Copy the `agents/` directory to the host, then:

```bash
sudo agents/linux/install-linux-agent.sh \
  --server <SERVER_IP> --token <SV_ENROLLMENT_TOKEN>
```

It creates an isolated venv, writes `/etc/sv-agent/agent.config.toml`, and
installs + starts a `sv-agent` systemd service (auto-detects Debian vs RHEL log
paths).

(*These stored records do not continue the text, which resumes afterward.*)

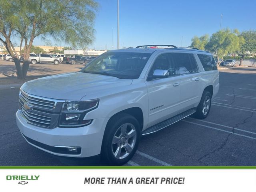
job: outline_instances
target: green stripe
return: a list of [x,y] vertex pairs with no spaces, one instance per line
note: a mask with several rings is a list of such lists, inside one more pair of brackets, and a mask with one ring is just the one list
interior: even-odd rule
[[248,169],[256,166],[0,166],[0,169]]

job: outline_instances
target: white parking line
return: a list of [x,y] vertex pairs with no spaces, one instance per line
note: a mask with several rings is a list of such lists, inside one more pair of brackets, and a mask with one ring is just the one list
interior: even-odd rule
[[140,165],[138,164],[138,163],[136,163],[132,161],[129,161],[127,162],[127,164],[131,166],[140,166]]
[[184,122],[186,122],[187,123],[191,123],[192,124],[195,124],[195,125],[199,125],[200,126],[203,126],[203,127],[207,127],[208,128],[210,128],[211,129],[215,129],[215,130],[218,130],[218,131],[223,131],[223,132],[226,132],[226,133],[231,133],[231,134],[233,134],[234,135],[238,135],[239,136],[241,136],[242,137],[246,137],[246,138],[249,138],[250,139],[254,139],[254,140],[256,140],[256,138],[254,138],[254,137],[250,137],[249,136],[247,136],[244,135],[242,135],[242,134],[238,134],[238,133],[233,133],[233,132],[232,132],[231,131],[226,131],[226,130],[223,130],[223,129],[218,129],[218,128],[215,128],[215,127],[211,127],[210,126],[207,126],[207,125],[202,125],[202,124],[200,124],[199,123],[194,123],[193,122],[190,122],[190,121],[186,121],[186,120],[182,120],[182,121],[184,121]]
[[215,105],[216,106],[220,106],[220,107],[226,107],[226,108],[230,108],[231,109],[237,109],[238,110],[241,110],[242,111],[249,111],[250,112],[256,112],[256,111],[255,111],[255,110],[247,110],[246,109],[239,109],[238,108],[236,108],[235,107],[228,107],[228,106],[223,106],[222,105],[216,105],[216,104],[212,104],[212,105]]
[[[228,94],[227,94],[226,95],[228,95],[228,96],[232,96],[232,97],[234,96],[234,95],[233,94],[232,94],[231,93],[229,93]],[[246,96],[246,95],[235,94],[234,96],[235,96],[235,97],[241,97],[242,98],[246,98],[247,99],[256,99],[256,97],[251,97],[250,96]]]
[[150,155],[148,155],[148,154],[146,154],[146,153],[144,153],[142,152],[141,152],[140,151],[137,150],[136,152],[136,153],[143,157],[145,157],[150,160],[151,160],[152,161],[154,161],[155,162],[156,162],[157,163],[159,163],[159,164],[162,165],[163,165],[164,166],[172,166],[172,165],[171,165],[170,164],[169,164],[168,163],[166,163],[166,162],[165,162],[161,160],[160,160],[160,159],[157,159],[156,158],[152,157],[152,156],[150,156]]
[[242,90],[248,90],[249,91],[256,91],[256,89],[247,89],[246,88],[239,88],[239,89],[240,89]]
[[[227,126],[226,125],[222,125],[221,124],[219,124],[218,123],[213,123],[212,122],[210,122],[209,121],[204,121],[204,120],[201,120],[200,119],[194,119],[193,118],[191,118],[191,117],[188,118],[189,119],[192,119],[194,120],[195,120],[196,121],[201,121],[202,122],[205,122],[207,123],[208,123],[209,124],[212,124],[213,125],[218,125],[219,126],[221,126],[222,127],[226,127],[227,128],[229,128],[230,129],[233,129],[233,127],[230,127],[230,126]],[[237,128],[234,128],[234,129],[235,130],[238,130],[238,131],[242,131],[243,132],[246,132],[246,133],[251,133],[252,134],[255,134],[256,135],[256,133],[254,132],[252,132],[251,131],[246,131],[246,130],[244,130],[243,129],[238,129]]]
[[221,104],[222,105],[228,105],[228,106],[231,106],[232,107],[237,107],[239,108],[243,108],[243,109],[251,109],[252,110],[253,110],[254,111],[255,111],[255,110],[256,110],[256,109],[253,109],[252,108],[248,108],[248,107],[240,107],[240,106],[238,106],[237,105],[230,105],[229,104],[226,104],[226,103],[217,103],[217,102],[212,102],[212,103],[216,103],[217,104]]

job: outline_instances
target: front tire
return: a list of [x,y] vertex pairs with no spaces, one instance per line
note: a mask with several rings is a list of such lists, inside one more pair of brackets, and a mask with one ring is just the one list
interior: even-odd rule
[[139,123],[134,116],[124,113],[113,118],[105,131],[102,160],[113,165],[127,162],[137,150],[141,134]]
[[36,64],[37,63],[37,61],[36,61],[36,60],[35,59],[32,59],[31,60],[31,63],[34,64]]
[[53,62],[53,63],[55,65],[58,65],[60,62],[58,60],[54,60]]
[[196,111],[196,118],[198,119],[204,119],[207,117],[212,104],[212,95],[208,91],[204,91],[201,101]]

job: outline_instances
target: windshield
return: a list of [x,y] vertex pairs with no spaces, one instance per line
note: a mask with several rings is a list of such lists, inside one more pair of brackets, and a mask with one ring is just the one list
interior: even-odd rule
[[106,52],[92,61],[80,72],[120,78],[137,79],[151,55],[144,53]]

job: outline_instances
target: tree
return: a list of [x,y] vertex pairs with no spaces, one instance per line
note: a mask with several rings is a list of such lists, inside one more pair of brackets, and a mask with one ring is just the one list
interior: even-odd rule
[[206,49],[214,52],[217,56],[217,65],[220,64],[220,58],[230,53],[238,52],[244,43],[243,38],[239,35],[237,30],[233,31],[228,29],[220,30],[212,34]]
[[[72,46],[82,47],[92,42],[93,23],[98,4],[94,0],[1,0],[0,40],[13,58],[18,79],[24,79],[34,39],[52,39]],[[14,48],[14,37],[20,38],[20,52],[24,46],[24,62]],[[16,39],[16,38],[14,38]]]
[[[31,46],[31,48],[30,49],[30,52],[37,54],[44,53],[45,53],[45,51],[44,51],[44,49],[40,48],[38,46],[34,46],[34,45],[32,45],[32,46]],[[20,53],[24,53],[24,49],[22,49]]]
[[242,45],[241,50],[242,53],[240,58],[239,65],[242,65],[244,54],[248,52],[250,53],[256,52],[256,31],[250,30],[243,31],[240,35],[244,39],[245,43]]
[[191,46],[201,50],[204,50],[205,46],[209,42],[209,35],[206,34],[200,37],[194,36],[191,39],[192,43]]

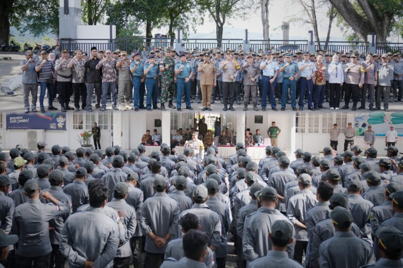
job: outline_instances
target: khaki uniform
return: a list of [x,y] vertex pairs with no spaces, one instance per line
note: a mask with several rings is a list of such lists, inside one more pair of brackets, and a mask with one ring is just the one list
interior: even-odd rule
[[185,143],[185,148],[186,147],[192,148],[193,158],[204,158],[204,145],[203,142],[200,140],[191,140]]
[[217,69],[214,63],[209,62],[207,63],[201,63],[199,68],[202,68],[200,73],[200,89],[202,98],[203,107],[210,107],[211,102],[211,92],[214,84],[214,78],[217,76]]

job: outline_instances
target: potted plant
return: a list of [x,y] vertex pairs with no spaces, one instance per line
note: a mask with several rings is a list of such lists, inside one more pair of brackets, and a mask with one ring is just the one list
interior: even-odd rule
[[91,144],[91,137],[92,137],[92,131],[85,131],[78,135],[77,141],[83,147],[92,147]]

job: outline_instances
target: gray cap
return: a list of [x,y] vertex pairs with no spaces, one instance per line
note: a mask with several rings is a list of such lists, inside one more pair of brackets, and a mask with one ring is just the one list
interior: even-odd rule
[[113,157],[113,160],[112,160],[113,164],[119,164],[121,165],[124,162],[123,157],[122,156],[115,156]]
[[38,183],[34,180],[28,180],[24,185],[24,190],[28,194],[33,193],[39,189]]
[[10,177],[8,176],[8,175],[5,174],[0,175],[0,187],[10,184],[11,184],[11,181],[10,180]]
[[327,159],[322,159],[319,162],[319,165],[324,169],[328,169],[330,167],[330,162]]
[[63,156],[59,158],[59,164],[60,164],[61,166],[65,166],[67,163],[68,163],[68,159],[67,159],[67,157]]
[[63,173],[60,170],[52,170],[49,173],[49,182],[57,185],[63,181]]
[[124,182],[118,182],[115,186],[113,193],[116,195],[124,195],[129,191],[129,187]]
[[302,154],[302,157],[304,160],[309,160],[312,157],[312,155],[309,152],[304,152]]
[[131,171],[129,174],[127,174],[127,177],[126,178],[126,180],[134,180],[138,181],[138,174],[134,172],[134,171]]
[[208,179],[204,183],[204,186],[210,193],[216,193],[218,191],[218,184],[214,179]]
[[375,233],[386,252],[400,254],[403,250],[403,233],[393,226],[380,227]]
[[130,153],[127,156],[127,160],[130,161],[130,162],[133,162],[134,161],[135,161],[138,158],[138,157],[135,154],[133,153]]
[[340,155],[340,156],[343,158],[347,158],[350,159],[353,159],[353,157],[354,156],[354,153],[352,152],[351,151],[346,151]]
[[353,215],[350,209],[337,206],[330,212],[330,218],[334,223],[340,227],[348,227],[353,222]]
[[91,162],[93,163],[95,163],[99,160],[100,160],[100,156],[98,155],[98,154],[92,154],[91,155],[89,156],[89,159],[91,160]]
[[272,187],[264,187],[260,191],[255,193],[255,196],[259,198],[267,197],[273,199],[277,199],[277,191]]
[[284,220],[276,221],[271,225],[270,234],[272,237],[287,240],[292,237],[294,227],[289,222]]
[[290,159],[287,157],[281,157],[278,159],[278,161],[283,167],[290,164]]
[[204,202],[208,197],[207,189],[204,185],[198,185],[193,190],[193,197],[195,201]]
[[36,169],[36,174],[38,177],[44,178],[49,171],[52,168],[52,166],[48,164],[41,164]]
[[78,168],[76,170],[76,176],[83,176],[87,174],[87,170],[84,168]]
[[308,174],[304,173],[298,176],[298,181],[303,185],[310,185],[312,183],[312,178]]
[[362,176],[372,184],[377,185],[381,181],[381,175],[374,171],[364,172]]
[[360,170],[364,172],[368,171],[371,171],[373,170],[373,167],[369,163],[364,162],[362,164],[360,164],[359,168]]
[[183,176],[178,176],[175,179],[175,187],[180,190],[183,190],[186,188],[187,185],[187,180]]
[[333,158],[333,161],[339,165],[342,165],[344,162],[344,159],[341,156],[336,156]]
[[257,175],[254,172],[248,171],[245,174],[245,179],[246,180],[248,184],[252,185],[257,182]]
[[343,207],[348,207],[349,205],[349,198],[344,193],[334,193],[329,200],[330,203],[329,206],[335,208],[338,206]]
[[353,179],[350,182],[349,189],[353,191],[358,191],[362,189],[362,184],[360,180]]
[[167,179],[162,176],[158,176],[154,179],[153,185],[156,189],[165,189],[167,184]]
[[326,172],[326,178],[330,180],[338,180],[340,179],[340,173],[337,169],[332,169]]
[[249,191],[252,196],[254,196],[255,193],[257,191],[261,191],[263,189],[263,186],[260,183],[254,183],[249,187]]

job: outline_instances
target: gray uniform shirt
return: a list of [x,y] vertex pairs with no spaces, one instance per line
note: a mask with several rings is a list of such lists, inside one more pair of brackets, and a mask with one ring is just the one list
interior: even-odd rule
[[186,196],[184,191],[177,189],[173,190],[170,193],[168,194],[168,196],[178,202],[181,209],[181,212],[190,208],[193,203],[192,200]]
[[[191,208],[181,213],[179,218],[187,213],[192,213],[197,216],[200,230],[207,233],[210,237],[209,244],[216,248],[219,247],[221,231],[219,215],[210,209],[205,204],[194,204]],[[180,224],[178,229],[179,236],[182,235],[182,228]]]
[[123,222],[127,229],[125,239],[121,241],[121,245],[118,249],[116,257],[118,258],[130,257],[133,253],[130,248],[130,238],[134,236],[137,228],[136,211],[134,208],[128,204],[124,199],[114,198],[110,202],[108,202],[108,206],[114,208],[117,211],[123,211],[124,213]]
[[[206,265],[207,268],[213,268],[215,267],[215,264],[214,253],[208,247],[207,247],[207,253],[204,260],[204,264]],[[185,252],[184,251],[182,238],[176,239],[168,243],[167,250],[165,251],[165,259],[166,260],[168,258],[173,258],[177,261],[180,261],[184,257]]]
[[264,257],[259,258],[249,263],[249,268],[302,268],[298,262],[288,258],[284,251],[271,250]]
[[24,257],[37,257],[51,252],[49,221],[68,211],[67,204],[45,205],[39,199],[29,199],[16,207],[12,230],[19,238],[17,253]]
[[13,199],[0,191],[0,225],[6,235],[8,235],[13,225],[13,214],[16,205]]
[[[300,221],[305,224],[306,211],[313,207],[318,200],[316,196],[309,189],[302,190],[291,197],[287,206],[287,217],[293,224]],[[294,226],[295,239],[298,241],[308,241],[308,233],[306,230]]]
[[112,267],[119,245],[119,230],[116,219],[103,210],[88,206],[66,221],[59,250],[68,259],[70,268],[83,267],[86,260],[93,261],[94,267]]
[[[49,225],[53,227],[52,230],[49,231],[49,236],[50,238],[50,243],[52,244],[58,245],[60,240],[60,234],[65,221],[71,214],[71,199],[70,196],[63,192],[63,190],[60,186],[50,186],[43,192],[49,192],[53,197],[64,203],[67,206],[68,212],[64,215],[60,216],[57,218],[51,220],[49,221]],[[46,200],[40,198],[42,203],[44,204],[50,203],[50,202],[47,199]]]
[[[280,211],[267,207],[260,207],[255,212],[246,217],[243,229],[242,247],[247,261],[250,262],[263,257],[271,250],[271,240],[269,238],[269,234],[271,231],[271,225],[278,220],[286,221],[293,225]],[[294,233],[293,238],[295,236]],[[287,246],[287,251],[289,254],[293,251],[293,244]]]
[[79,207],[89,202],[88,188],[84,182],[75,180],[72,183],[65,187],[63,191],[71,197],[73,212],[75,212]]
[[[156,192],[147,199],[141,207],[141,228],[144,234],[152,232],[156,236],[164,237],[168,233],[175,238],[179,221],[179,205],[165,192]],[[145,251],[163,253],[166,244],[158,248],[149,236],[146,236]]]
[[[336,232],[319,247],[319,266],[322,268],[355,268],[369,263],[371,244],[353,232]],[[340,257],[342,256],[342,257]]]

Re-run to update in place; `--uninstall` to remove. `--help` for options.

### Manual (any platform)

```bash
export SV_AGENT_CONFIG=/etc/sv-agent/agent.config.toml   # see agents/agent.config.example.toml

# Linux
PYTHONPATH=. python -m agents.linux.sv_agent_linux

# Windows (PowerShell)
$env:SV_AGENT_CONFIG="C:\ProgramData\sv-agent\agent.config.toml"
python -m agents.windows.sv_agent_windows
```

Build standalone executables with PyInstaller — see the module docstrings in
`agents/linux/` and `agents/windows/`.

## Tests

```bash
PYTHONPATH=. python scripts/smoke.py           # 20 checks: storage/ingest/normalize/query/rbac
```

## What's deliberately stubbed

- `sv/storage/clickhouse_engine.py` — interface present, bodies raise
  `NotImplementedError` (scale-out milestone).
- mTLS CSR **signing** — the enrollment endpoint binds the agent's cert CN and
  returns the CA chain; wiring the server-CA to sign `csr_pem` lives in ops.
  Dev mode (`SV_MTLS_ENABLED=false`) is fully working via bearer ingest tokens.
- Windows native `win32evtlog` subscription is sketched; the exercised path is
  the zero-dependency PowerShell `Get-WinEvent` poller.